Replying to karsten:

This looks good for me.

comment:14 Changed 13 months ago by karsten

Great! Merged to master.

emmapeel, is the updated ExoneraTor.properties file automatically being updated in the translation portal, or is there a manual step involved? It would be great to have translations of the new line "summary.missingdata=However, the database is missing several hours of data for this specific request, so that this result must be interpreted carefully." before releasing and deploying this change.
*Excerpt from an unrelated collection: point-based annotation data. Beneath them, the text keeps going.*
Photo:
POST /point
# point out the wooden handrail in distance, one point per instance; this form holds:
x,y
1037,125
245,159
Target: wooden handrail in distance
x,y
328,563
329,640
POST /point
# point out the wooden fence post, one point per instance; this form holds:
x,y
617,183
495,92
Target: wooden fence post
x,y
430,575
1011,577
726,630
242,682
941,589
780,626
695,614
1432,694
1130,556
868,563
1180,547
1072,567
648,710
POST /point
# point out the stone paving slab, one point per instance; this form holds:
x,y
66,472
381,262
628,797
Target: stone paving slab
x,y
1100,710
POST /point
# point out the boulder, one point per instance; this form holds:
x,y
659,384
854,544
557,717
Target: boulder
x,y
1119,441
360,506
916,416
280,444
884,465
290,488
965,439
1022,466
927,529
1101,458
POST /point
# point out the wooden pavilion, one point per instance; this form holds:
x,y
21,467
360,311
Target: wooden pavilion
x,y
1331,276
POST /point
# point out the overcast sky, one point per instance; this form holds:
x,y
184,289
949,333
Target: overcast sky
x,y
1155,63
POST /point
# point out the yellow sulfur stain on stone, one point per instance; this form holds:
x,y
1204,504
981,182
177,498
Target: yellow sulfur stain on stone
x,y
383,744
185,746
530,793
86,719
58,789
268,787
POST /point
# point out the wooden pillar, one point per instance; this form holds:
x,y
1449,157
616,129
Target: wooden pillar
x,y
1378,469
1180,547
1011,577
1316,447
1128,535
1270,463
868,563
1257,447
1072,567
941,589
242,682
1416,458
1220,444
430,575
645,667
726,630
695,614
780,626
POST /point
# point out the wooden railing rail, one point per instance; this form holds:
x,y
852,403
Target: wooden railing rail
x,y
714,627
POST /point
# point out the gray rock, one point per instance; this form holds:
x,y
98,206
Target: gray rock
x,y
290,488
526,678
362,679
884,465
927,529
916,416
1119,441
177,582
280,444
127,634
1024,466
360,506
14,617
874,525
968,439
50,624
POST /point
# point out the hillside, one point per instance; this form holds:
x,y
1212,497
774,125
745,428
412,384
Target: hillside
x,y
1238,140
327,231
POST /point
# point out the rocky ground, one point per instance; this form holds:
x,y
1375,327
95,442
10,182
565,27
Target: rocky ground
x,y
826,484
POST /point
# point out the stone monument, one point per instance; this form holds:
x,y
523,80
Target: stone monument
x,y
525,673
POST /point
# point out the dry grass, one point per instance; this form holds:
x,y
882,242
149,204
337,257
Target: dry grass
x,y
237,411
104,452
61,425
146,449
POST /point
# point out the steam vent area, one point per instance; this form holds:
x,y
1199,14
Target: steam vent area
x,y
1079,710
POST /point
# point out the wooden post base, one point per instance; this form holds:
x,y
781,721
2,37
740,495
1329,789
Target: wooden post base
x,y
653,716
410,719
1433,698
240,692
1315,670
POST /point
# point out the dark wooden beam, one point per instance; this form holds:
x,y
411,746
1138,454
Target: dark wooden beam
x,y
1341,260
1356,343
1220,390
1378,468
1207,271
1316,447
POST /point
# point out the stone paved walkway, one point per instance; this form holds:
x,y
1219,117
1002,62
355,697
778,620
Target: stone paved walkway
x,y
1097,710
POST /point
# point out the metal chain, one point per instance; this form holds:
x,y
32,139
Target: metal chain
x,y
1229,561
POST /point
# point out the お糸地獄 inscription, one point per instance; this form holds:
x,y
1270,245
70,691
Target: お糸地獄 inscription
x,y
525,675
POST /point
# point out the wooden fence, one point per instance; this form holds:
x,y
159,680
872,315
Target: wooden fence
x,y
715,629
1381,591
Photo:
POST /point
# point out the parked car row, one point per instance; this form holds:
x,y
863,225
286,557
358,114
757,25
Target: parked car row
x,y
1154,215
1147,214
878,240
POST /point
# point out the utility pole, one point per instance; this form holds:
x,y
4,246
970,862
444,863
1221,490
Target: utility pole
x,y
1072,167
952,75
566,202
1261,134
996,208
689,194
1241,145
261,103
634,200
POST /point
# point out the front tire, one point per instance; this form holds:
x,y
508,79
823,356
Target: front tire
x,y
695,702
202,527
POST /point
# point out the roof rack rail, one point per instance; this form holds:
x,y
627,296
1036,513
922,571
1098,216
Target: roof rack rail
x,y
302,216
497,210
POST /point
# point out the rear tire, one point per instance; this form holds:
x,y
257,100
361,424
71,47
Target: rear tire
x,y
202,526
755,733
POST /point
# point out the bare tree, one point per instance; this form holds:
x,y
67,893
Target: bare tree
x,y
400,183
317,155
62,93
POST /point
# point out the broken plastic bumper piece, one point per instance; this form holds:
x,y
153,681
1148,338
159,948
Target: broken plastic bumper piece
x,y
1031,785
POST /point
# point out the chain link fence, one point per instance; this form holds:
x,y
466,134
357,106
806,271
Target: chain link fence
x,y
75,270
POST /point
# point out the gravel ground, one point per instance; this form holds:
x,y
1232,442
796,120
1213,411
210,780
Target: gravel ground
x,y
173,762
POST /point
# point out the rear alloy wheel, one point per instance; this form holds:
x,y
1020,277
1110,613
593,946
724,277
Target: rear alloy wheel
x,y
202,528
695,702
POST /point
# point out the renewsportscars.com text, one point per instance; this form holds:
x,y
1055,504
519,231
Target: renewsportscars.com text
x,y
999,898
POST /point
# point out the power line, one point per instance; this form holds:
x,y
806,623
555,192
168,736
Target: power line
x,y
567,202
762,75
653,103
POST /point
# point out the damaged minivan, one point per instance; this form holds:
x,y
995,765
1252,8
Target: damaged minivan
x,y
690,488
comment:15 Changed 12 months ago by karsten

Resolution: fixed
Status: merge_readyclosed

I'm about to put out a new release with this change. Four weeks after merging this commit to master we only have 1 translation of that new line (French) out of 4 translated languages (German, French, Romanian, Swedish). However, the French translation has so many small changes like different apostrophes or whitespace characters that I'm having a hard time detecting actual textual changes. And apparently the German translation has been reset to the English original in a recent commit. This doesn't work so well. I decided to leave translations unchanged for this release which means that this new line will not be translated. We should discuss our translation policy at some point, but for the moment this shouldn't block the release. Closing, as this change is going to be released and deployed in a bit.

comment:16 Changed 12 months ago by karsten

Resolution: fixed
Status: closedreopened

More bad news: Turns out that worst case query time goes up from 3 to 58 seconds with the new query, which is inacceptable. We'll have to analyze and improve the query on the production database before merging this change. I just reverted this change and will put out a release without it now.

comment:17 Changed 10 months ago by karsten

We'll also have to make sure that this notice shows up when searching for IPv6 addresses. As of now, exit lists do not contain IPv6 addresses at all, so we're always missing exit list data when looking up an IPv6 address. But this will change at some point, and then we'll have to do the same checks as for the IPv4 case. Closed #26051 as near duplicate that covered the IPv6 case.

comment:18 Changed 9 months ago by irl

Reviewer: irl

This is not currently in need of review.

Note: See TracTickets for help on using tickets.